For many YMCA attendees, the Zoom classes keep them accountable in the same way as the in-person class because members log on at a certain time, see the instructor and feel like they’re a part of the class, Miller says. 

The YMCA’s schedule is subject to change, but its class list online includes barre, hatha yoga, low impact aerobics, gentle yoga, Turbo Kick, cardio dance and more. The dance classes are popular now, with about 30 to 40 people attending, Miller says. 

She says that trained staff moderate the classes to help out attendees who have questions, as well as keep an eye out on the chance the dreaded “Zoom bombers” crash the party with inappropriate content. 

Miller teaches boot camp (which doesn’t have drill instructors yelling at you like military boot camp, and instead has a mixture of strength training and cardio) and says the in-person class can be intimidating for some. But she says more people have been attending class who would’ve never walked in. 

“Now they can work to their level and do the exercises,” she adds. 

By taking more intense classes like boot camp online, attendees can take a break or adjust the exercise to their current ability.  

Miller says the Zoom live sessions are sent to members via email as a way to say thank you for sticking with the nonprofit while it’s been closed for the past month. But anyone can access the archive of videos on its website. 

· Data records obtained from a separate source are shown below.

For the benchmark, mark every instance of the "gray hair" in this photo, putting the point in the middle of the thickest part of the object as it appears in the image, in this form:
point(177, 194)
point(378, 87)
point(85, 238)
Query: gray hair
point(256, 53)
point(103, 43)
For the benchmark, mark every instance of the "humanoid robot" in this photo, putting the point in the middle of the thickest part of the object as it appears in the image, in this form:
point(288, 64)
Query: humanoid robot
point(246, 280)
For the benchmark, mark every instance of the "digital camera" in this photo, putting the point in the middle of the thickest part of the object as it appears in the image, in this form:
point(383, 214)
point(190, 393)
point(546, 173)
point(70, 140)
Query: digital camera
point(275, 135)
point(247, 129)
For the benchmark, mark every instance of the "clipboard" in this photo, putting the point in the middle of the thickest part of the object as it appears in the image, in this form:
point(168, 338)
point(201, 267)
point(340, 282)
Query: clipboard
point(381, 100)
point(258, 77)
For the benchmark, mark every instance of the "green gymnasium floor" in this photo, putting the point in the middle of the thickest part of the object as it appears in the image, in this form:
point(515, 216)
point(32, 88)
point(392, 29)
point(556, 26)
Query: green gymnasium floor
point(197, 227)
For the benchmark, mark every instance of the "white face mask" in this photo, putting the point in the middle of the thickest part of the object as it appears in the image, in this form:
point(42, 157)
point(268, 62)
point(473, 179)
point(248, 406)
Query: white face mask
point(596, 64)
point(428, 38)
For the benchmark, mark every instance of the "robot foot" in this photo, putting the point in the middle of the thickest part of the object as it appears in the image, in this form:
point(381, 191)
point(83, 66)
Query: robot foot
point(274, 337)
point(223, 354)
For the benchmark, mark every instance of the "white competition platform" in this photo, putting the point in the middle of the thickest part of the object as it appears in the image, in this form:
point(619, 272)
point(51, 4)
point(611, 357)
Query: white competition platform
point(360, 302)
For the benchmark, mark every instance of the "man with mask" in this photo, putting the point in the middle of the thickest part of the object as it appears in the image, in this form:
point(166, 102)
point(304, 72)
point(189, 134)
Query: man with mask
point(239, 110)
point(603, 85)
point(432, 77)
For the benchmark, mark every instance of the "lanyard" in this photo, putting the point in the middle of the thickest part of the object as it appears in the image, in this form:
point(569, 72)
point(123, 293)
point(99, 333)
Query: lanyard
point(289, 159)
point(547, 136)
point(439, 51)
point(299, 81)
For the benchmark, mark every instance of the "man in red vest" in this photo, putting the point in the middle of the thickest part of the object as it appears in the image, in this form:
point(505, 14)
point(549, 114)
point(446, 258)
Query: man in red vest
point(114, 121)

And in a time when people aren’t connecting in-person, working out on Zoom is a way for instructors to invite members into their home, Miller says. And it’s making instructors’ pets famous. In Miller’s class, she has a German shepherd named Quintus that occasionally drops in and steals the show. 

 “Dogs and cats don’t care if you’re teaching a group class,” she says. “That’s one of the fun things members are enjoying: They love seeing our pets wander through.”